Charges dropped against top civil lawyer
Attorney general won’t prosecute Patrick Wong
The state attorney general’s office said Monday that it will not prosecute Maui County Corporation Counsel Patrick Wong over domestic violence allegations.
Wong, the county’s top civil lawyer, was arrested at 12:15 a.m. March 9 at a residence in Wailuku and charged with abuse of a household member, a misdemeanor, according to county officials. He was placed on paid administrative leave later that day by Mayor Michael Victorino; Deputy Corporation Counsel Edward Kushi has been running the department since.
The case was turned over to the state attorney general to avoid a conflict of interest.
“We’ve declined to prosecute Patrick Wong,” said Krishna F. Jayaram, special assistant to the attorney general. “Prosecutorial review is a tremendous responsibility that this department does not take lightly. Each case is evaluated on the evidence presented and not the identity of the accused or the accuser.”
Jayaram said “the decision to decline prosecution of Patrick Wong was made after a careful review of all available evidence related to the incident.” This included police reports, body camera footage, photos, recorded statements and the 911 call.
“This review failed to demonstrate that Wong was engaged in an act of domestic violence pursuant to the laws of the state of Hawaii,” Jayaram said. “The complainant in this case has been apprised and supports the department’s decision.”
Victorino confirmed that the complainant was Wong’s girlfriend and that she was working in the Department of the Corporation Counsel when Victorino came into office. Victorino said he decided to transfer her to the Office of Management to “eliminate or lessen any nepotism that may have been pre-existing.”
On Monday night, county spokesman Brian Perry said that the administration had not been given official notice of the decision. Wong remains on paid administrative leave, he said.
Wong has been free after posting $1,000 bail, police said.
Wong served under Mayor Alan Arakawa and was appointed by Victorino to continue in his position. A council committee recommended rejecting him in a 5-4 vote, but he was confirmed in the final council vote on Feb. 22, when Council Member Tasha Kama switched her vote.
As for Wong’s fate now that charges have been dropped, Victorino at the time of his arrest said, “when everything is completed, I will bring forth a resolution.”
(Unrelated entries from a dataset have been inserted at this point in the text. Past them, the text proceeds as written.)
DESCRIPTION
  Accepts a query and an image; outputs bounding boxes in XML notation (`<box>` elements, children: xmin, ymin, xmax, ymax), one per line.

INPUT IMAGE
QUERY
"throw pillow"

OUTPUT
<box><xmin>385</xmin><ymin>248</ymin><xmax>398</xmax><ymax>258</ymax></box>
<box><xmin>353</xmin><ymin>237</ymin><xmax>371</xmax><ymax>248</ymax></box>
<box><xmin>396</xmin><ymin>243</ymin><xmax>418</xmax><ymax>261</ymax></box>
“I will start by saying I do not condone, I do not allow, nor will I ever allow this to happen in my administration,” he said last month. “My deputies and deputy directors are held to a higher standard like all appointed officials. And so I believe once this investigation is over . . . I will base my decision solely on the fact that the people have to be protected and whoever is there has to be ready and willing to do what the people of Maui County really need.”